In many parts of the code it is possible to generate an invalid angle or time. To handle this the classes have
invalidate()
and
isValid()
functions to set and get their validity.
The classes used to carry a Boolean member variable to indicate validity, but some time ago I dropped it in favour of setting the doubles themselves to a value that represents "invalid". I've been using
1e37
as this value (I chose it because it's close to
FLT_MAX
), and this simple comparison has always worked (presumably because I'm comparing a constant with itself):
1 2 3 4 5 6 7
|
// do something that invalidates the object
double result = INVALID; // INVALID == 1e37
...
// elsewhere, test for validity
bool isValid = (result != INVALID);
|
Every part of the code (hopefully) invalidates a double by directly assigning it the value INVALID.
However, I wonder if it is only a matter of time before this type of comparison fails, and lately I've been tinkering with using an Epsilon comparison to make the check more robust. I've obtained some code that uses an absolute Epsilon comparison if the numbers are genuinely close and a relative Epsilon comparison if they aren't. (There are many other places where I check for equality between two doubles, so I need this more robust code anyway.)

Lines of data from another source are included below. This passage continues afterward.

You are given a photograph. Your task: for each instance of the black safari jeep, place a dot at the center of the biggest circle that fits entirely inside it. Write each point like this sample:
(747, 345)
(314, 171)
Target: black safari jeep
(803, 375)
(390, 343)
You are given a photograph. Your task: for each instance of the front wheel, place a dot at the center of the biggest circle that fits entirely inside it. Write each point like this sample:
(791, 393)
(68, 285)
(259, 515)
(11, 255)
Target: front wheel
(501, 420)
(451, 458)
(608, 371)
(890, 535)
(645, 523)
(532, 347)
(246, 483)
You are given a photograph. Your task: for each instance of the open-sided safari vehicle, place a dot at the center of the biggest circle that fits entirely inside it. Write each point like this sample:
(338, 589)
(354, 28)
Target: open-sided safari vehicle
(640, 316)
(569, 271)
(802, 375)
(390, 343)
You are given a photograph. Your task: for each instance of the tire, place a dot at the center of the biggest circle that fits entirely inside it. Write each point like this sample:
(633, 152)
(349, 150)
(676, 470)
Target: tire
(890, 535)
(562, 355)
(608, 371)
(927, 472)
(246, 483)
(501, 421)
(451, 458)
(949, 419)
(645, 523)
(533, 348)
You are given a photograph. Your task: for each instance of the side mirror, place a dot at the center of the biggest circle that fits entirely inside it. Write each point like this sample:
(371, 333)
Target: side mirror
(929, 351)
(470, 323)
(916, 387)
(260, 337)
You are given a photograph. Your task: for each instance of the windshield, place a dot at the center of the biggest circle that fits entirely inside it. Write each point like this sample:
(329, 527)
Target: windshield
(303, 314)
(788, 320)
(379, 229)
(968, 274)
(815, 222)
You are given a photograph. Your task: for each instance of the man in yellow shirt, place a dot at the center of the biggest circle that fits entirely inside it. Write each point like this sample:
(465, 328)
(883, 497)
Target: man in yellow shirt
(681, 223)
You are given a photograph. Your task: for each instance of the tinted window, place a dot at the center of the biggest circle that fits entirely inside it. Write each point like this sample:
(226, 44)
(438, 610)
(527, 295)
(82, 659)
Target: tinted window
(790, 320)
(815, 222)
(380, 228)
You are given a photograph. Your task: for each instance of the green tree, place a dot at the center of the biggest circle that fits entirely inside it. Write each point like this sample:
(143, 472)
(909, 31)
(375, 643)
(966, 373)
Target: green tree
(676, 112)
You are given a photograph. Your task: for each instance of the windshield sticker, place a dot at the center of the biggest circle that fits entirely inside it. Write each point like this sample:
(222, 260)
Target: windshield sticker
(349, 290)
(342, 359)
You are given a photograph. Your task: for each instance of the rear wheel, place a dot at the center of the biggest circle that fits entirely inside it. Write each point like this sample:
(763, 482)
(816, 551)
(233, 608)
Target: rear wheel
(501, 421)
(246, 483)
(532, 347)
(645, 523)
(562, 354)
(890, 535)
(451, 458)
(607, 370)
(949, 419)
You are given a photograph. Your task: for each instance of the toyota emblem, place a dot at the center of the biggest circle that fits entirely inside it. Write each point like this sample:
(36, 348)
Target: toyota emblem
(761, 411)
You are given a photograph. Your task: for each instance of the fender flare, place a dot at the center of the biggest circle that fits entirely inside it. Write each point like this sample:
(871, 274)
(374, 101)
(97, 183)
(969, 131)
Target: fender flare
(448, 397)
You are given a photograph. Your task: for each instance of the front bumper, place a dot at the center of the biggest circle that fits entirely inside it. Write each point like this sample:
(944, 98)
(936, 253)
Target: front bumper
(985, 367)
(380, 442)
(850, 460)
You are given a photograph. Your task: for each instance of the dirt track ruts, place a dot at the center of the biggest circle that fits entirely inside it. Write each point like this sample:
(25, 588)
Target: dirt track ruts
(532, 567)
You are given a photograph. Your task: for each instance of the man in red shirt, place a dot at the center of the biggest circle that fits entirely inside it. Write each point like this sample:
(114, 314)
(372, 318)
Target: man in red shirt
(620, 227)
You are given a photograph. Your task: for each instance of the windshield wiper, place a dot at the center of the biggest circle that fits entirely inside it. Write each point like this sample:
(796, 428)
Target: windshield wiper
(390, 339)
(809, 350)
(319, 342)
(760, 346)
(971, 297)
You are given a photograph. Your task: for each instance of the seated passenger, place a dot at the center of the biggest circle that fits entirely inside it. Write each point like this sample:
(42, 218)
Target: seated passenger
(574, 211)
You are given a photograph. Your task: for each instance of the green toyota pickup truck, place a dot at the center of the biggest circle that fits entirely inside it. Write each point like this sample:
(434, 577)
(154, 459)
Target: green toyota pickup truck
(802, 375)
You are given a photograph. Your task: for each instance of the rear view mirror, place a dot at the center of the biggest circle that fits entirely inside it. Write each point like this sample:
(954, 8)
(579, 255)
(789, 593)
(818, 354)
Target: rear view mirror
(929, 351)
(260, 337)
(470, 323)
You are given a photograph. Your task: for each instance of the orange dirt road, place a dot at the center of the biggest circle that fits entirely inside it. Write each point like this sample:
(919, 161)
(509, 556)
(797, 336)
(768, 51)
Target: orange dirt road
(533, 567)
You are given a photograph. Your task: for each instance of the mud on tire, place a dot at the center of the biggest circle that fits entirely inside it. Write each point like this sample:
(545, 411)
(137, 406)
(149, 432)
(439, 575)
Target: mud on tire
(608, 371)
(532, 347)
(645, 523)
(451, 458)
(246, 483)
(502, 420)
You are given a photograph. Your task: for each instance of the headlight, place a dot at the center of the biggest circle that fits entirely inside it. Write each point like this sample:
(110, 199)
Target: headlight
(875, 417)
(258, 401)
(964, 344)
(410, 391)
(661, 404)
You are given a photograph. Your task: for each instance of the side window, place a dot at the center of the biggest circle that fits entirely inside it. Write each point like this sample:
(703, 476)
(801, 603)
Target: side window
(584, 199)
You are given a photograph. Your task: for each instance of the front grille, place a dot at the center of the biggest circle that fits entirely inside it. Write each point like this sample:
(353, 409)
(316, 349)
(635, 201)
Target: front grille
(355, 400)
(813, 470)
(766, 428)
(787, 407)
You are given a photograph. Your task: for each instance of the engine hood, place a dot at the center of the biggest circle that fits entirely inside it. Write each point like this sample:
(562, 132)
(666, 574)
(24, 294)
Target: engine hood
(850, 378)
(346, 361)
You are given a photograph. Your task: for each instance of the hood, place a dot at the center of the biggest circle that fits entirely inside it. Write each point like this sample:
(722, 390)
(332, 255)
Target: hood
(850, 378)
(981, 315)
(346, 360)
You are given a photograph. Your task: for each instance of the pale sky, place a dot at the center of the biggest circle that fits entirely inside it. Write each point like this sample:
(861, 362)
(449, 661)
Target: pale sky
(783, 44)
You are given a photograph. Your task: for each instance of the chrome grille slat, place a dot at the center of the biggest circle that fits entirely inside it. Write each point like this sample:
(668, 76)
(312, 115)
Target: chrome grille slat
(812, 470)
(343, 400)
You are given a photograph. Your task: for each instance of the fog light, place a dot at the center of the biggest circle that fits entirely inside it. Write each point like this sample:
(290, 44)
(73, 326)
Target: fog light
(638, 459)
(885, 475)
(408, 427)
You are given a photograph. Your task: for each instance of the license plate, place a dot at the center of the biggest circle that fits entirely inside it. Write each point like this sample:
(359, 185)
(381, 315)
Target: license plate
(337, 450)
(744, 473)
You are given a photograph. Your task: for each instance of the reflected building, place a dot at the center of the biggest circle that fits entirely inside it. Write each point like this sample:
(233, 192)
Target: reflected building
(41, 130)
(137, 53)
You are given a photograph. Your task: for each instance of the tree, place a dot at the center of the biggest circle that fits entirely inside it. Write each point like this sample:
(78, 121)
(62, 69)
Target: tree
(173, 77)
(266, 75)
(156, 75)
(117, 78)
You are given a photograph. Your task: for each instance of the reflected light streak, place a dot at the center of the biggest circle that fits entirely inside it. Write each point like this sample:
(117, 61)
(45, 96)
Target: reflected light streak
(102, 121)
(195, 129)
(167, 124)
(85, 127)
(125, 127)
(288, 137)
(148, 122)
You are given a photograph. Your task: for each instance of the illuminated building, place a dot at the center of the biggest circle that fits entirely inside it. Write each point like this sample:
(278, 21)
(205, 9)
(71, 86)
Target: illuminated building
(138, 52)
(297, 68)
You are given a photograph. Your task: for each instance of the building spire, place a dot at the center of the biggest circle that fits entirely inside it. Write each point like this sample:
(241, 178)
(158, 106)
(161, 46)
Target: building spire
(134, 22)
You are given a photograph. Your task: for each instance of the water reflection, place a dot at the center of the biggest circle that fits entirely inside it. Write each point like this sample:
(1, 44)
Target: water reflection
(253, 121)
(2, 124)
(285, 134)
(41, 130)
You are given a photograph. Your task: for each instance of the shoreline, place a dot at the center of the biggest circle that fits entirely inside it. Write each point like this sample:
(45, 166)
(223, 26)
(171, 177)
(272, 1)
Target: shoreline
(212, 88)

But it seems to me that comparing 1e37 with 3e-13 is probably asking for trouble when the relative Epsilon value becomes something like 2e21 (based on
DBL_EPSILON * 1.0e37
). That said, no other valid value could reach 1e21, so perhaps the check is safe after all?
My questions are:
Is there a better number than 1e37 to represent an invalid double? Is it safe to use a quiet NaN and test for validity using
isnan()
?
Or, should I go back to carrying a Boolean validity flag as a member variable? (I don't remember why I dropped it, but I think it was something to do with eliminating what I thought at the time were unnecessary member variables. It was a while ago.)